Premature babies sleep considerably more than full-term infants, which is normal and necessary for their rapid development. This extensive rest serves a biological purpose, supporting their growth. Understanding these patterns helps parents recognize what to expect as their baby matures.
Typical Sleep Patterns of a Premature Baby
Premature babies sleep for extended periods, from 16 to 22 hours per day. Their sleep cycles are shorter than full-term infants, lasting 20 to 50 minutes. These cycles include active and quiet sleep, with preemies spending more time in active sleep. During active sleep, a baby may exhibit movements, groan, open their eyes, or have irregular breathing.
Quiet sleep is characterized by a still posture and even breathing. Premature babies wake frequently for essential feedings. Their neurological immaturity contributes to these irregular patterns. These fragmented sleep periods are a temporary phase as they mature.
The Role of Sleep in Preemie Development
Extensive sleep in premature babies is an active process that supports their development. This deep and frequent sleep aids rapid brain development, forming new neural connections and maturing white matter. Active sleep, in particular, is linked to better white matter development, which processes information and connects brain regions. Sleep also plays a role in neuronal detoxification and body temperature regulation.

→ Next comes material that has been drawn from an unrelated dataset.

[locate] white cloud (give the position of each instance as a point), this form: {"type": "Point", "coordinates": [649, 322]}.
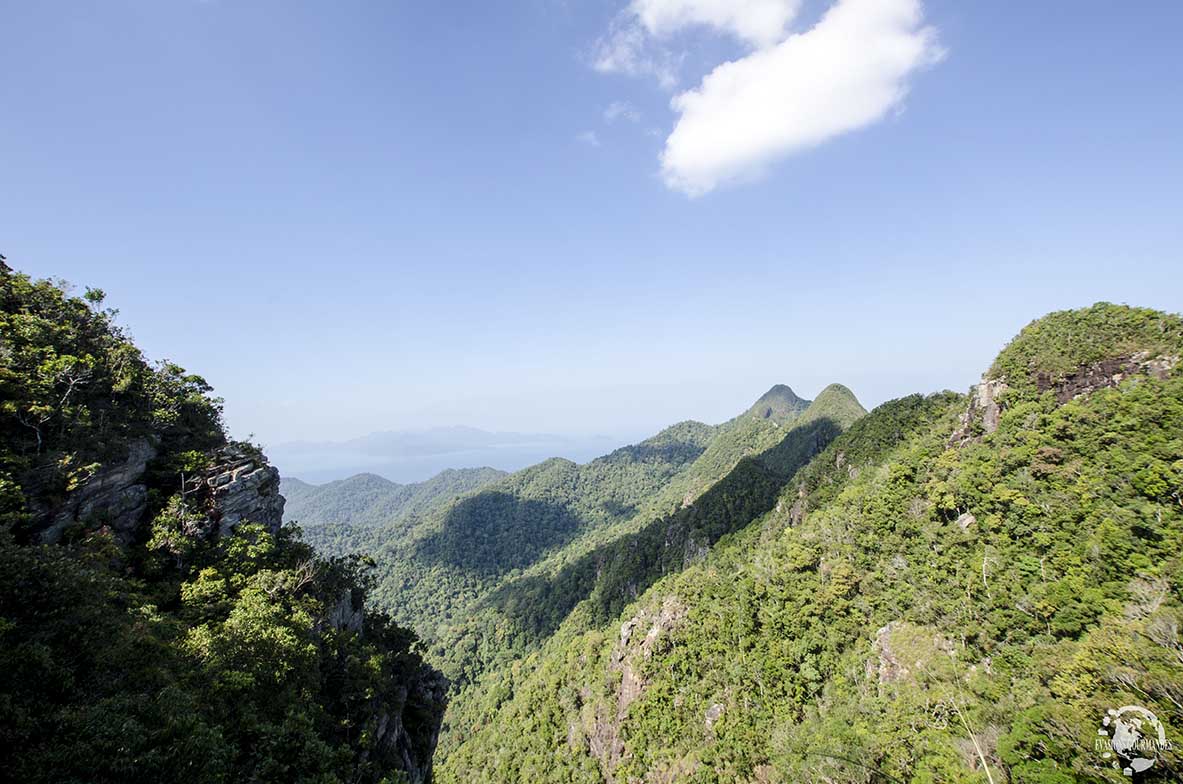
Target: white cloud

Sleep periods conserve a premature baby’s energy, directing calories towards physical growth and weight gain. This is important for preemies needing to catch up on growth that would have occurred in the womb. Sleep enables the continuation of developmental processes interrupted by early birth, mimicking in-utero development. This constant state of development underscores why uninterrupted sleep is beneficial for them.
Sleep Progression and Adjusted Age
As a premature baby grows, their sleep patterns will gradually change and become more organized. To track developmental milestones, including sleep, healthcare providers use “adjusted age” instead of chronological age. Adjusted age is calculated by subtracting the number of weeks a baby was born early from their actual age since birth. For example, a baby born 10 weeks early who is now 6 months old chronologically would have an adjusted age of approximately 3.5 months.

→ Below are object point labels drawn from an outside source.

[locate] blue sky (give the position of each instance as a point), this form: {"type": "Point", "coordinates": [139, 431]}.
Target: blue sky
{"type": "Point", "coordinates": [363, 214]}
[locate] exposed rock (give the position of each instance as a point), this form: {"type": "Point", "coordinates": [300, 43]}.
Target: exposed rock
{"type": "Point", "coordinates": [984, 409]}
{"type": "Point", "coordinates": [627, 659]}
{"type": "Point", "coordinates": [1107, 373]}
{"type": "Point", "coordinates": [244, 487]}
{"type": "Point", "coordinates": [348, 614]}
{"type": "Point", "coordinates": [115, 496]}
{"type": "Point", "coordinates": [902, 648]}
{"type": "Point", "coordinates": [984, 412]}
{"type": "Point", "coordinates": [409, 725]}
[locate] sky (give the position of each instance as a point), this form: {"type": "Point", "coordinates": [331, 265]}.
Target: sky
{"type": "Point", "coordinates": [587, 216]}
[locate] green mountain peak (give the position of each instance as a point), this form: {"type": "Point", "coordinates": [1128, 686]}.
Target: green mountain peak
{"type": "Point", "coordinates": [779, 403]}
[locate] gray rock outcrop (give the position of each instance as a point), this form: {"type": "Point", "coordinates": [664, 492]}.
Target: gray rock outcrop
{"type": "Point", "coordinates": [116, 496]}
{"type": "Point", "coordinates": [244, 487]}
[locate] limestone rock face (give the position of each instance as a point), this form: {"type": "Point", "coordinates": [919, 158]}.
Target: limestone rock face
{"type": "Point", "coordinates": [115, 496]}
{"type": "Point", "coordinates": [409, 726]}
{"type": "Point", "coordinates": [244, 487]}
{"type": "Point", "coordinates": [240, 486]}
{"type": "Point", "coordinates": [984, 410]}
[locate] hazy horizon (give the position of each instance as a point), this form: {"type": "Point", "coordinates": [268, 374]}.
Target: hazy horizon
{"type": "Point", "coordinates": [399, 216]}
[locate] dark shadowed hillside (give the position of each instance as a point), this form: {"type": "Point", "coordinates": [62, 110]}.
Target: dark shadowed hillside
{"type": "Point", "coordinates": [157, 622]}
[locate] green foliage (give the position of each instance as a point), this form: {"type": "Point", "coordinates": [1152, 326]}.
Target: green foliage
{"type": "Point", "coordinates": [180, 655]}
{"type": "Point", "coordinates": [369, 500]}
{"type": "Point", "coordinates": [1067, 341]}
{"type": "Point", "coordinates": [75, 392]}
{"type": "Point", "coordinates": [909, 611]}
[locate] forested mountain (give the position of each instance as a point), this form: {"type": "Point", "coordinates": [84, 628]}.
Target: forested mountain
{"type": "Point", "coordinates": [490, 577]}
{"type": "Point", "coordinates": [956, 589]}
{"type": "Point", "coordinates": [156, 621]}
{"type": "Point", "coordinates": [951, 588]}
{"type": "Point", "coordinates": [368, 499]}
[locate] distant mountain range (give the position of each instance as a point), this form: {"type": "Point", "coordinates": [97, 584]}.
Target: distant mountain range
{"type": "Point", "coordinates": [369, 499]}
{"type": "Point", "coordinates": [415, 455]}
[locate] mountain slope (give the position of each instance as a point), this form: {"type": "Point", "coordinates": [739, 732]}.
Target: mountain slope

Using adjusted age helps set realistic expectations for when a premature baby might achieve various milestones, including developing more consolidated sleep cycles. As they mature toward their original due date and beyond, their sleep cycles will lengthen, and they will begin to experience longer periods of wakefulness during the day. While full-term babies might start sleeping through the night (defined as 6-8 consecutive hours) around 4 months, a premature baby may not reach this milestone until 6 to 8 months adjusted age, or even later.

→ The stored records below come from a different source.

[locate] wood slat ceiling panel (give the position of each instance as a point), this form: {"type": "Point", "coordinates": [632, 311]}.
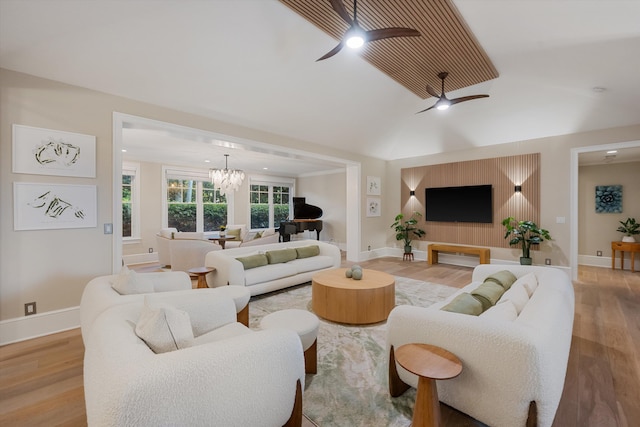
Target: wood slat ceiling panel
{"type": "Point", "coordinates": [446, 43]}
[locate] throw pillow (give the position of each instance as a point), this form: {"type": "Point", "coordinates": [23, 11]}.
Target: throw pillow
{"type": "Point", "coordinates": [308, 251]}
{"type": "Point", "coordinates": [530, 282]}
{"type": "Point", "coordinates": [504, 278]}
{"type": "Point", "coordinates": [464, 303]}
{"type": "Point", "coordinates": [234, 232]}
{"type": "Point", "coordinates": [517, 295]}
{"type": "Point", "coordinates": [250, 236]}
{"type": "Point", "coordinates": [269, 232]}
{"type": "Point", "coordinates": [488, 294]}
{"type": "Point", "coordinates": [127, 283]}
{"type": "Point", "coordinates": [253, 261]}
{"type": "Point", "coordinates": [282, 255]}
{"type": "Point", "coordinates": [505, 311]}
{"type": "Point", "coordinates": [164, 328]}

Differentiating Normal Sleepiness from Health Concerns
While premature babies sleep a lot, it is important to distinguish between normal, deep sleep and signs of potential health concerns. Normal preemie sleep allows for periods of alertness, where the baby responds to sounds and sights, and feeds well. In contrast, true lethargy indicates a change in the baby’s typical energy level or consciousness; a lethargic baby may appear drowsy, have low or no energy, and be difficult to rouse.
Parents should contact a doctor if they observe warning signs. These include difficulty waking the baby for feedings, a decrease in alertness, or poor feeding habits. Other concerning signs are changes in breathing patterns, such as rapid, slow, or noisy breathing, or pauses in breathing. A fever, a limp or floppy appearance, or persistent irritability that is difficult to soothe also warrant immediate medical attention.